Know Before You Grow

A major milestone you will need to establish is to develop your list of wants and needs. A critical component to keep in mind is that you are going to continue to grow, and you don’t want to paint yourself into a corner and prevent on-site growth. As part of your planning, develop a master plan that aligns with your business plan for the next 5-10 years. Are you going to add additional cellar space? Think you’ll update your brewhouse and reduce brew days? By developing a master plan, you create a tangible vision and road map you can use to monitor and tackle achievable benchmarks.

Determine Budget and Timeline

After you develop your master plan, it’s time to evaluate your budget and timeline. If you aren’t in the position to knock out the entire expansion in one construction phase, consider breaking it down into manageable phases. People are excited about growth. Every introduction of something new is another opportunity to reignite your current crowd and attract new customers. Focus on the main revenue-generating areas of the business first, then add on from there. This approach helps to reduce the amount of financing you may need by allowing your business to cash fund itself.

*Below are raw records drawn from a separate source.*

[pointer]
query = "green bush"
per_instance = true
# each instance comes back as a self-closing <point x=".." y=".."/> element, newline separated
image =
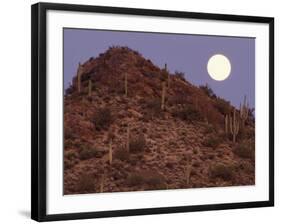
<point x="208" y="91"/>
<point x="154" y="180"/>
<point x="122" y="154"/>
<point x="135" y="179"/>
<point x="220" y="170"/>
<point x="86" y="184"/>
<point x="180" y="75"/>
<point x="245" y="149"/>
<point x="102" y="118"/>
<point x="223" y="106"/>
<point x="88" y="153"/>
<point x="212" y="142"/>
<point x="137" y="143"/>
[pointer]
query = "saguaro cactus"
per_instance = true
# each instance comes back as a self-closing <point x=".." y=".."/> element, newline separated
<point x="79" y="73"/>
<point x="244" y="111"/>
<point x="126" y="84"/>
<point x="128" y="139"/>
<point x="110" y="139"/>
<point x="102" y="183"/>
<point x="188" y="170"/>
<point x="226" y="121"/>
<point x="110" y="152"/>
<point x="90" y="88"/>
<point x="164" y="77"/>
<point x="234" y="126"/>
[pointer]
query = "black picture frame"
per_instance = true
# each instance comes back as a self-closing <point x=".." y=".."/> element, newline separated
<point x="39" y="122"/>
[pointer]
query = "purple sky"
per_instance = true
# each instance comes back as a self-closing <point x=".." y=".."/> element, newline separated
<point x="182" y="52"/>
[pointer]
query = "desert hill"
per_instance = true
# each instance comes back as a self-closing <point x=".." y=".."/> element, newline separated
<point x="130" y="125"/>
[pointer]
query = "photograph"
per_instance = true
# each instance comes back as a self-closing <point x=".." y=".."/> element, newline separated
<point x="147" y="111"/>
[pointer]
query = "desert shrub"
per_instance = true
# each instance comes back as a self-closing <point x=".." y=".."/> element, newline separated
<point x="246" y="166"/>
<point x="220" y="170"/>
<point x="154" y="180"/>
<point x="86" y="183"/>
<point x="187" y="113"/>
<point x="212" y="142"/>
<point x="88" y="152"/>
<point x="102" y="118"/>
<point x="135" y="179"/>
<point x="70" y="159"/>
<point x="245" y="149"/>
<point x="208" y="91"/>
<point x="71" y="155"/>
<point x="222" y="106"/>
<point x="122" y="154"/>
<point x="178" y="99"/>
<point x="180" y="75"/>
<point x="154" y="106"/>
<point x="137" y="143"/>
<point x="69" y="133"/>
<point x="209" y="129"/>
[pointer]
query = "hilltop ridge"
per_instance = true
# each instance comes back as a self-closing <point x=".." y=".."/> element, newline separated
<point x="130" y="125"/>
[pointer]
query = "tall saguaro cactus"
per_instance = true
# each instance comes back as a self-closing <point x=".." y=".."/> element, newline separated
<point x="102" y="183"/>
<point x="226" y="121"/>
<point x="126" y="84"/>
<point x="234" y="126"/>
<point x="79" y="73"/>
<point x="90" y="88"/>
<point x="187" y="169"/>
<point x="110" y="139"/>
<point x="128" y="139"/>
<point x="244" y="111"/>
<point x="164" y="78"/>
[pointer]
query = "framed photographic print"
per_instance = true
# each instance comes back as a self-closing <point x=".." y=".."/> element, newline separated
<point x="139" y="111"/>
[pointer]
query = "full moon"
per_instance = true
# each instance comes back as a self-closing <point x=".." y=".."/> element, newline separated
<point x="219" y="67"/>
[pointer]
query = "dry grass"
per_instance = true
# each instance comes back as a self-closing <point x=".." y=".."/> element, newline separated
<point x="137" y="143"/>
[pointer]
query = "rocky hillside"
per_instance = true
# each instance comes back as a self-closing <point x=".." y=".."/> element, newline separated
<point x="130" y="125"/>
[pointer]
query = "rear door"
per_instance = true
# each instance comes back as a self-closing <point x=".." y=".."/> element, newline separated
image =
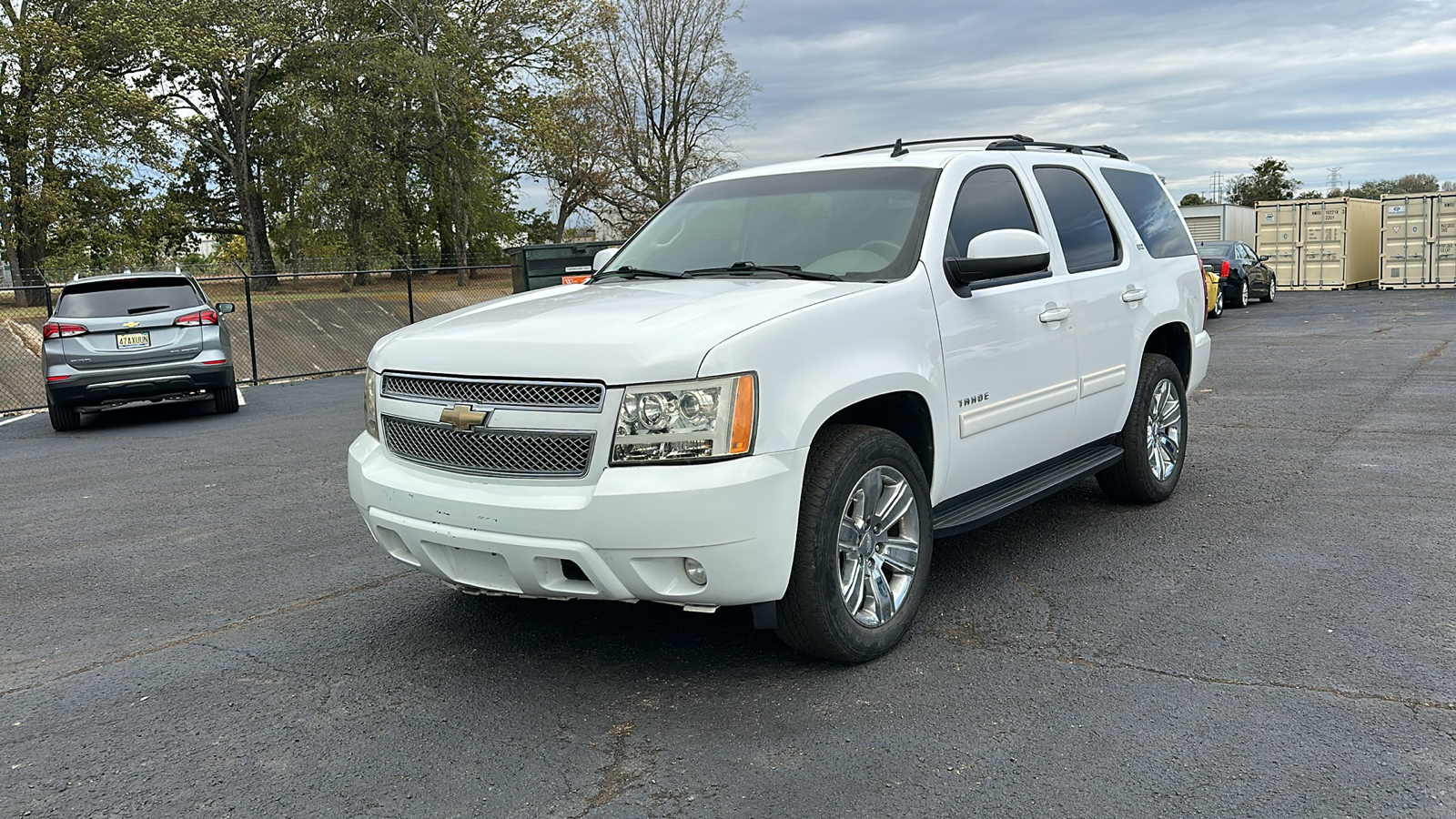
<point x="130" y="322"/>
<point x="1107" y="293"/>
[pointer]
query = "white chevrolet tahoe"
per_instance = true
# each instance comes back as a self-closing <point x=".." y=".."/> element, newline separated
<point x="791" y="380"/>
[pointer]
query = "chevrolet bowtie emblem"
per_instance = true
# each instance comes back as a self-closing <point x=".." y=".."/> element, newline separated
<point x="463" y="419"/>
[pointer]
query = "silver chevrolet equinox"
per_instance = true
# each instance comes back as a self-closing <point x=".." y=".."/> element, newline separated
<point x="135" y="337"/>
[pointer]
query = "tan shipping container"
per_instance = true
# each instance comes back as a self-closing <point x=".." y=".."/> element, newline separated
<point x="1417" y="241"/>
<point x="1321" y="244"/>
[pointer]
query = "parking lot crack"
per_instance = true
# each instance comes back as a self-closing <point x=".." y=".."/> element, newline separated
<point x="200" y="636"/>
<point x="1208" y="680"/>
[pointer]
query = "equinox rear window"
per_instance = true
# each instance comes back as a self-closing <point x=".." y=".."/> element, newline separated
<point x="126" y="298"/>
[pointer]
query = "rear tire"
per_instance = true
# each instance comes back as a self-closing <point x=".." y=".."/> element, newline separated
<point x="1155" y="438"/>
<point x="1241" y="298"/>
<point x="225" y="399"/>
<point x="65" y="417"/>
<point x="864" y="547"/>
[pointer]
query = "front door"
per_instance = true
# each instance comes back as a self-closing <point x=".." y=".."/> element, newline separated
<point x="1009" y="350"/>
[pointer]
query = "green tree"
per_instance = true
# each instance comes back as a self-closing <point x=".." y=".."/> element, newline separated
<point x="480" y="66"/>
<point x="1270" y="181"/>
<point x="220" y="66"/>
<point x="672" y="94"/>
<point x="73" y="126"/>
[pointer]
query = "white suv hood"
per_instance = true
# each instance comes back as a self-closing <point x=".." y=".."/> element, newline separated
<point x="612" y="331"/>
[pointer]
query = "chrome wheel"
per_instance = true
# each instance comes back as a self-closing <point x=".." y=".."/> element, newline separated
<point x="1164" y="430"/>
<point x="878" y="545"/>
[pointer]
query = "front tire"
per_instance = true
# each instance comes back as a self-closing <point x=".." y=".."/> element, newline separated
<point x="1155" y="438"/>
<point x="65" y="417"/>
<point x="864" y="547"/>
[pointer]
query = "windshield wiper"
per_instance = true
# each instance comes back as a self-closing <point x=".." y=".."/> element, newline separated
<point x="744" y="268"/>
<point x="628" y="271"/>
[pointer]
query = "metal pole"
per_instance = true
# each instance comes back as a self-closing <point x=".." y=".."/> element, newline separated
<point x="252" y="339"/>
<point x="410" y="290"/>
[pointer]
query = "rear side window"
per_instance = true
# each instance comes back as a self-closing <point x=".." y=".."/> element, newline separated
<point x="1082" y="227"/>
<point x="1152" y="213"/>
<point x="126" y="298"/>
<point x="989" y="200"/>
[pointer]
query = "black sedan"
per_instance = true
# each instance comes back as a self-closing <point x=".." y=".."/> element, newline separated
<point x="1242" y="274"/>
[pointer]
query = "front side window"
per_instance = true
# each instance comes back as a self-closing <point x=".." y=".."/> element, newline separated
<point x="863" y="225"/>
<point x="990" y="198"/>
<point x="1147" y="203"/>
<point x="1082" y="227"/>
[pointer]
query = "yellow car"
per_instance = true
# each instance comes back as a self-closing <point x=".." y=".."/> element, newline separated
<point x="1215" y="286"/>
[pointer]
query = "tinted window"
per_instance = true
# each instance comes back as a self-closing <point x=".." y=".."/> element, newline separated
<point x="1216" y="249"/>
<point x="126" y="298"/>
<point x="1152" y="213"/>
<point x="1082" y="228"/>
<point x="989" y="200"/>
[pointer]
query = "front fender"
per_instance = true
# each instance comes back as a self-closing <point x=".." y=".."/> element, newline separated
<point x="820" y="359"/>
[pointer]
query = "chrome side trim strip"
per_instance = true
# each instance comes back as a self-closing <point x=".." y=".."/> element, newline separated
<point x="1103" y="380"/>
<point x="994" y="416"/>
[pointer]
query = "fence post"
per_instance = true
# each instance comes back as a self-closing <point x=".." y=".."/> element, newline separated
<point x="410" y="290"/>
<point x="252" y="339"/>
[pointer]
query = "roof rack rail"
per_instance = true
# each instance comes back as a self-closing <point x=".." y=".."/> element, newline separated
<point x="1024" y="145"/>
<point x="899" y="146"/>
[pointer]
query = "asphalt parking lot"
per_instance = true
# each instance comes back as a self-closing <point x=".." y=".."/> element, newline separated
<point x="197" y="622"/>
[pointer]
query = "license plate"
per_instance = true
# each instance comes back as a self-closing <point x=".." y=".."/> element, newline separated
<point x="133" y="339"/>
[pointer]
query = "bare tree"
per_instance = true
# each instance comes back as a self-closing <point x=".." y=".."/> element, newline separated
<point x="670" y="92"/>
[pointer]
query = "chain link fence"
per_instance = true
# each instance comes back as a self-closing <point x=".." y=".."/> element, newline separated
<point x="286" y="325"/>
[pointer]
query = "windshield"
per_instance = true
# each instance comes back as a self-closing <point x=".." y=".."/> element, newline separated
<point x="126" y="298"/>
<point x="861" y="225"/>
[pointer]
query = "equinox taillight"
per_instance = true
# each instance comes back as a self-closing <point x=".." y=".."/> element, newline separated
<point x="198" y="318"/>
<point x="57" y="329"/>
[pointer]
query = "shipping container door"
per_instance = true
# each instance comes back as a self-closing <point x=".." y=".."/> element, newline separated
<point x="1402" y="241"/>
<point x="1206" y="228"/>
<point x="1324" y="245"/>
<point x="1278" y="238"/>
<point x="1441" y="266"/>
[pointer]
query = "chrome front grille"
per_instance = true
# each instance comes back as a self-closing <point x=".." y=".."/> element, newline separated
<point x="495" y="452"/>
<point x="495" y="392"/>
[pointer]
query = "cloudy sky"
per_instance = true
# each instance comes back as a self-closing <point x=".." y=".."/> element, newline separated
<point x="1187" y="87"/>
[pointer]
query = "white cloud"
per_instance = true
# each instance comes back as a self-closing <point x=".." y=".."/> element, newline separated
<point x="1190" y="89"/>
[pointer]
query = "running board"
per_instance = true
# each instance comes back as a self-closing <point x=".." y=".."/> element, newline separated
<point x="999" y="499"/>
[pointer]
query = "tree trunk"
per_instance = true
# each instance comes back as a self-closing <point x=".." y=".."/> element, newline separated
<point x="254" y="217"/>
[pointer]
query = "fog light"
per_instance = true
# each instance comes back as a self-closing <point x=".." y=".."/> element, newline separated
<point x="695" y="571"/>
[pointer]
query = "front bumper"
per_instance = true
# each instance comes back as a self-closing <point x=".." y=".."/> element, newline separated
<point x="628" y="533"/>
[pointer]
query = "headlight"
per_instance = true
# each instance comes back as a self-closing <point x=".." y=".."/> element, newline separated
<point x="371" y="402"/>
<point x="686" y="420"/>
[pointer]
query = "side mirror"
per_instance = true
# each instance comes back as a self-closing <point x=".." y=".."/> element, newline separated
<point x="602" y="258"/>
<point x="999" y="254"/>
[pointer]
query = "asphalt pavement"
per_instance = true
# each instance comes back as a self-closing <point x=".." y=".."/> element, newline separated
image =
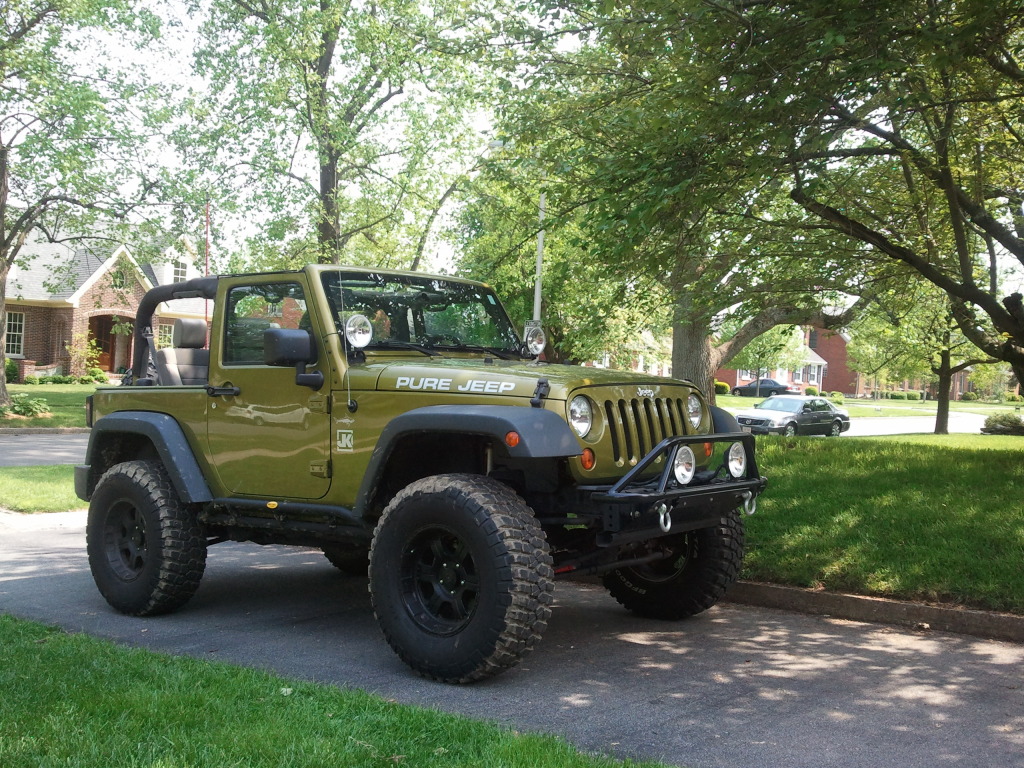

Surround Yourself with an Experienced Team

Owners and brewers that accomplish the above points successfully surround themselves with an experienced team that understands your business and industry. It can seem obvious in hindsight for those that have already gone through the process of expansion, but for those that haven’t, equate it to making the decision to hire a team member with experience brewing beer vs. someone who just enjoys drinking beer—it isn’t exactly an equal prospect. The same principle applies to selecting team members like your architect, contractor, financial lender, and even equipment vendors. By building up a team of specialists, you bypass the frustrations of having to educate them on your craft and instead create a network of consultants that bring their experience and knowledge to the table and combine it with yours. Lining up these team members early is one of the best ways to begin an expansion project on the right track.

By taking the time upfront to plan your next steps, you empower yourself and your team to aggressively overcome each challenge with confidence.